Have you heard about the amazing No-Knead Bread? I missed it when it first came out in the NYT way back in 2006. When I did read about it a few years later, I thought, "That's so great! I have to make it!" And proceed to do absolutely nothing (except bookmark the recipe in Chez Pim) until today.
Today was the day because Murray volunteered to make his famous sourdough pancakes for our church yesterday. He was totally jazzed up about it - if you know him, you know how he gets. On fire! I could sell tickets. He even had me go buy a 5 gallon bucket to make the starter in.
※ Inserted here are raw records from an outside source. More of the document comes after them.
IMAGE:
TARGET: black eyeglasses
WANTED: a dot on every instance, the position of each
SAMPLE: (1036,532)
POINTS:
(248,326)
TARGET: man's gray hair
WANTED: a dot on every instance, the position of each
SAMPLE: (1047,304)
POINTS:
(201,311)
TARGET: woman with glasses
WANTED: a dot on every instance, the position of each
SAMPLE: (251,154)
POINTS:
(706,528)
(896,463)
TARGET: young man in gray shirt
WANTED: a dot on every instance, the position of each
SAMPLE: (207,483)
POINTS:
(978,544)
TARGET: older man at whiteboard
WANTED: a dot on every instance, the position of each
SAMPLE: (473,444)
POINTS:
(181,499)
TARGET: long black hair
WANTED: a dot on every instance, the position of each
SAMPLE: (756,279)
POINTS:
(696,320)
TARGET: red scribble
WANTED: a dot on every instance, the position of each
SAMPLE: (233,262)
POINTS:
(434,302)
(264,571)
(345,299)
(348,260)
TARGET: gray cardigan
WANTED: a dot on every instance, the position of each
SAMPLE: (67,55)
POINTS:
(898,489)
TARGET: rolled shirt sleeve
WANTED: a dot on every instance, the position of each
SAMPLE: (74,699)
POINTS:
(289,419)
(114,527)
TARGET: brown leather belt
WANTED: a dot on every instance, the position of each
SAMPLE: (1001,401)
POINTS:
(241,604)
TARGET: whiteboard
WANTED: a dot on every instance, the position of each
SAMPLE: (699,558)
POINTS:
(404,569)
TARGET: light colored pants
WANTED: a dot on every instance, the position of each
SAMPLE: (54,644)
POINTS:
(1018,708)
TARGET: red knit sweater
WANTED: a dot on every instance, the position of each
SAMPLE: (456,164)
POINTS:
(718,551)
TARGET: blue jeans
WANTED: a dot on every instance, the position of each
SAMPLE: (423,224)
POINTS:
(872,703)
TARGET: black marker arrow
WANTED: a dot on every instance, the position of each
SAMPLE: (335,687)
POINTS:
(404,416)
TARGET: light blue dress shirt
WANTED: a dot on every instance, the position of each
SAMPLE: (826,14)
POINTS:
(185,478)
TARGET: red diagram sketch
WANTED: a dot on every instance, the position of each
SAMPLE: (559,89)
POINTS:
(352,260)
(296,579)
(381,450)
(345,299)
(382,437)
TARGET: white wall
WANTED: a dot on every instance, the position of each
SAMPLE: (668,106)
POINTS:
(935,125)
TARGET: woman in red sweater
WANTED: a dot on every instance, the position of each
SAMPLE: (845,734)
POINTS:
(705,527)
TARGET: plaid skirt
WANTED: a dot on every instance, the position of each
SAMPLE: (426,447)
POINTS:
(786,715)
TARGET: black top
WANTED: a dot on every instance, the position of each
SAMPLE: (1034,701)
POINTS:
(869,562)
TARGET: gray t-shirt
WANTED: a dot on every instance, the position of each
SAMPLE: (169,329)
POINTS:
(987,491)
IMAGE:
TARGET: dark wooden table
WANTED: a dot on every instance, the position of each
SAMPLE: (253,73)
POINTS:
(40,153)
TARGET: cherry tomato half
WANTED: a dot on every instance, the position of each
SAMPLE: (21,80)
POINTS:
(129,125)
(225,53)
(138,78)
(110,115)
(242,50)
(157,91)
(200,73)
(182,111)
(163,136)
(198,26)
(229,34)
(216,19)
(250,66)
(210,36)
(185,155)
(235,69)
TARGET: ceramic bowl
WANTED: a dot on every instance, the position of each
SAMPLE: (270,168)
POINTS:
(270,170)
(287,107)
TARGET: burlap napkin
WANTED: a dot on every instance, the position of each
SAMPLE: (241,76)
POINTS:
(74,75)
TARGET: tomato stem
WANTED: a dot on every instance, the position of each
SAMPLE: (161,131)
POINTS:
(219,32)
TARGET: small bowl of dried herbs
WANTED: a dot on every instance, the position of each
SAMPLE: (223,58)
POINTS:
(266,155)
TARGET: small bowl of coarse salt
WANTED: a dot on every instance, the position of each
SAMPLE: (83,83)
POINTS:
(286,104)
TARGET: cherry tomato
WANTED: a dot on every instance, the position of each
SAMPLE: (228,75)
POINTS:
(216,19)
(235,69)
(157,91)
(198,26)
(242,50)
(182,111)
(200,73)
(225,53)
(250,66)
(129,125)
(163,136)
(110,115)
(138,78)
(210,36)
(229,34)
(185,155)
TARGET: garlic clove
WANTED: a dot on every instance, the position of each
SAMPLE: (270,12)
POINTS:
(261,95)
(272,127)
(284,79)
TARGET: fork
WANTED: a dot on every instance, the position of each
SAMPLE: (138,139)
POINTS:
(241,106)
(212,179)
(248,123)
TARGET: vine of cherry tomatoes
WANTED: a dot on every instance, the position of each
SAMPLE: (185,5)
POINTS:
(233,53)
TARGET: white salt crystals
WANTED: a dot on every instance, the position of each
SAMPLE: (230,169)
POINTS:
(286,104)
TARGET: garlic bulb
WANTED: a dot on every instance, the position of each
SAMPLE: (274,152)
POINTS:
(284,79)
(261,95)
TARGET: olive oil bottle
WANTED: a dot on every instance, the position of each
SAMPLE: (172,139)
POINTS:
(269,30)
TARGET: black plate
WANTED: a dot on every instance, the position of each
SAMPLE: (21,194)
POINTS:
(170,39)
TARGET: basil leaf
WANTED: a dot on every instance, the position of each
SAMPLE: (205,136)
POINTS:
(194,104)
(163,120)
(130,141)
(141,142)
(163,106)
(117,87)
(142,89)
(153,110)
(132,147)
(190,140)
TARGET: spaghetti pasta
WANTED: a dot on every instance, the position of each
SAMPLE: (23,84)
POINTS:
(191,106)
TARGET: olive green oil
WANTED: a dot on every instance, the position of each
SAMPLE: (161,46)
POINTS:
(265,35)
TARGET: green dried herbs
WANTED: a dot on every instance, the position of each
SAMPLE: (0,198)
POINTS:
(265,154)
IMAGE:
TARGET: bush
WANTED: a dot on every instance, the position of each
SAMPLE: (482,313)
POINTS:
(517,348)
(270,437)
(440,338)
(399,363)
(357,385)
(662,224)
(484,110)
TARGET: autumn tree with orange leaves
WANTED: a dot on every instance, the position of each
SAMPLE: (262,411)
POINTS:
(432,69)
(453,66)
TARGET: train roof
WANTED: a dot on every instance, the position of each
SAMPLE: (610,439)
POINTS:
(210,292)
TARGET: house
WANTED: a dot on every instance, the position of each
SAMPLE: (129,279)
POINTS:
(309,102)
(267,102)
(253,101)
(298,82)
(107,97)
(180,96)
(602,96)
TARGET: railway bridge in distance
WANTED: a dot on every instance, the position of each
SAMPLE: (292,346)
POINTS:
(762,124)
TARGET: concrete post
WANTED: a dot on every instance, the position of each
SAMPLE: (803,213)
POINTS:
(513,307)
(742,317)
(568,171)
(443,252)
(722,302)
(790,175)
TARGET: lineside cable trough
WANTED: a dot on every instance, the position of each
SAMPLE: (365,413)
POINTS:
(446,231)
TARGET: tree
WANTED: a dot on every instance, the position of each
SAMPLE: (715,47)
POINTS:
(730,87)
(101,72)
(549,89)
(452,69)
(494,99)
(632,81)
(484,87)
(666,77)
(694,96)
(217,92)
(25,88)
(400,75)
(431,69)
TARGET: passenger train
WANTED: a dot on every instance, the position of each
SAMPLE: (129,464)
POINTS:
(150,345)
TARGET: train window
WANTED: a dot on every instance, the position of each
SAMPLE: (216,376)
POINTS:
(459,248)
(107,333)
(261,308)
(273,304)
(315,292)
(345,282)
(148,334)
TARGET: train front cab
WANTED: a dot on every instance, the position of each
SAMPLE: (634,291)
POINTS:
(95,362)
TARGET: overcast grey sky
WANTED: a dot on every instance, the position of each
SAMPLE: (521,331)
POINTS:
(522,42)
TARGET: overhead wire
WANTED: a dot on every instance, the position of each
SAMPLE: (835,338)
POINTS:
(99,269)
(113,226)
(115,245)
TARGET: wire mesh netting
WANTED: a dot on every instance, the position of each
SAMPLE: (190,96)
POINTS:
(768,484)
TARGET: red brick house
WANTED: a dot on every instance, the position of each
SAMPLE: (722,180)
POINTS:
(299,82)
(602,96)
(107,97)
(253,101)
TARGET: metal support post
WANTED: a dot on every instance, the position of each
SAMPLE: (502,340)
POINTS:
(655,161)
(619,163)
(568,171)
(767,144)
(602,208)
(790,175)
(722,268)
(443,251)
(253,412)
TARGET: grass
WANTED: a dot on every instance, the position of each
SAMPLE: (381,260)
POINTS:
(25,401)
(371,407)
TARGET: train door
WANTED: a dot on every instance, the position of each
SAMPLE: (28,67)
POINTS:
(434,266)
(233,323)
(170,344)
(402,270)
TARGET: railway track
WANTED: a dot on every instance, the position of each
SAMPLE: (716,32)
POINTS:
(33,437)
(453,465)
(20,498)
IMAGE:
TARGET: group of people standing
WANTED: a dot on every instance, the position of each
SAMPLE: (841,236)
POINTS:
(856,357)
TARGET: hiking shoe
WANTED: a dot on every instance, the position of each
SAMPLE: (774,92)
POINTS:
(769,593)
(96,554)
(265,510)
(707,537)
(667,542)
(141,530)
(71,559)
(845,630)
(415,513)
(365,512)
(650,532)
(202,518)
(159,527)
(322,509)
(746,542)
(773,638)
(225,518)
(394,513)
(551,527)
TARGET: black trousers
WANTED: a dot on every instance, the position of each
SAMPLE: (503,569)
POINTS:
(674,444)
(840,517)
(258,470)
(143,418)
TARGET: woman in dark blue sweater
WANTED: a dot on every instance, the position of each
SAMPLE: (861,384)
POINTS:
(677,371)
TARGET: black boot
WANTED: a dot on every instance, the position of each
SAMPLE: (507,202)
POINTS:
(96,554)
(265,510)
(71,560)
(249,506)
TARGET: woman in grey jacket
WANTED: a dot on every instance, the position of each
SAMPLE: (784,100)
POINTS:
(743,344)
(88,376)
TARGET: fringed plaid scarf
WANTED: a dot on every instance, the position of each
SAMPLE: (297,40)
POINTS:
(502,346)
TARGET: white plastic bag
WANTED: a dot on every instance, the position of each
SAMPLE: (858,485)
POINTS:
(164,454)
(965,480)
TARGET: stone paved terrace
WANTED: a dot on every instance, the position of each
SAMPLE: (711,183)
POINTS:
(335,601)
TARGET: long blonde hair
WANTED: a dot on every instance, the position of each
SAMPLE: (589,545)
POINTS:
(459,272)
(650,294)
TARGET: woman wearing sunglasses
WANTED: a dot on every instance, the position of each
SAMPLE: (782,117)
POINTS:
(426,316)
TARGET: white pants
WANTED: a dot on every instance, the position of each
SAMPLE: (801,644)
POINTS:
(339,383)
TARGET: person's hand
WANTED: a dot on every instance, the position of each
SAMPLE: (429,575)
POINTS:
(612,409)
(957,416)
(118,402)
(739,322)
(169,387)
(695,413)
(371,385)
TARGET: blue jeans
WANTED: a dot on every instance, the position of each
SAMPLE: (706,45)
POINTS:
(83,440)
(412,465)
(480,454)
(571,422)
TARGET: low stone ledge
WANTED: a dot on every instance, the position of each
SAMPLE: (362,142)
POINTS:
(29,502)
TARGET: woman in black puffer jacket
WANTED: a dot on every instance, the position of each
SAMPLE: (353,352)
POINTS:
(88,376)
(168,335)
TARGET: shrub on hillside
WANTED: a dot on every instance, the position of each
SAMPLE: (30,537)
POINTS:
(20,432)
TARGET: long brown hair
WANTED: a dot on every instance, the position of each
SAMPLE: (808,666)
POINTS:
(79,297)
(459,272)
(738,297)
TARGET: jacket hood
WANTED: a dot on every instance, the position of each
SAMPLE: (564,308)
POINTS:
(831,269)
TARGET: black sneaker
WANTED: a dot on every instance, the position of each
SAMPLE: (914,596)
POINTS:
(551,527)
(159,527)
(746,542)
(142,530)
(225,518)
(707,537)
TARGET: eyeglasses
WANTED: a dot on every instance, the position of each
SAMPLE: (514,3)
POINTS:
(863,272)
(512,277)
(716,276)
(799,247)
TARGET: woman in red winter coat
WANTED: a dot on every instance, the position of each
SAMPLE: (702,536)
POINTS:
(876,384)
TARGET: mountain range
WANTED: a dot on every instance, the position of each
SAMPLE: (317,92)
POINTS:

The pancake feed went great - everyone loved them (of course). He had gotten a little carried away with the 5 gallon bucket of starter though and we had some left over. Not one to let good sourdough starter go to waste, I promised I'd make some sourdough bread, thinking of the No-Knead Bread recipe.
This morning I rolled up my sleeves and tackled the bread.
I've made a fair amount of bread in my day (most exotic: in a mud oven in Papua New Guinea, most recent: about 14 loaves of cinnamon swirl bread for Christmas gifts). My mom bakes a lot of bread, but strangely she wasn't the one who taught me how to make it. My Aunt Kathy taught me one summer up at their gold mine outside of Dawson City, Yukon Territory. She was pregnant with my cousin Mike that summer and still cooking for the crew. So someone (my mom? Jim? my Grandma?) had the idea that I go up and help out. I was 18 and happy to try something new, especially with Jim, Kathy and the kids who are great fun. I honestly don't know if I was any help to her at all. Kathy is quite competent. But I did learn how to make doughnuts and bread and, even more importantly, not to get too overwhelmed by cooking large amounts of food (which has stood me in good stead ever since) - and I had a great time.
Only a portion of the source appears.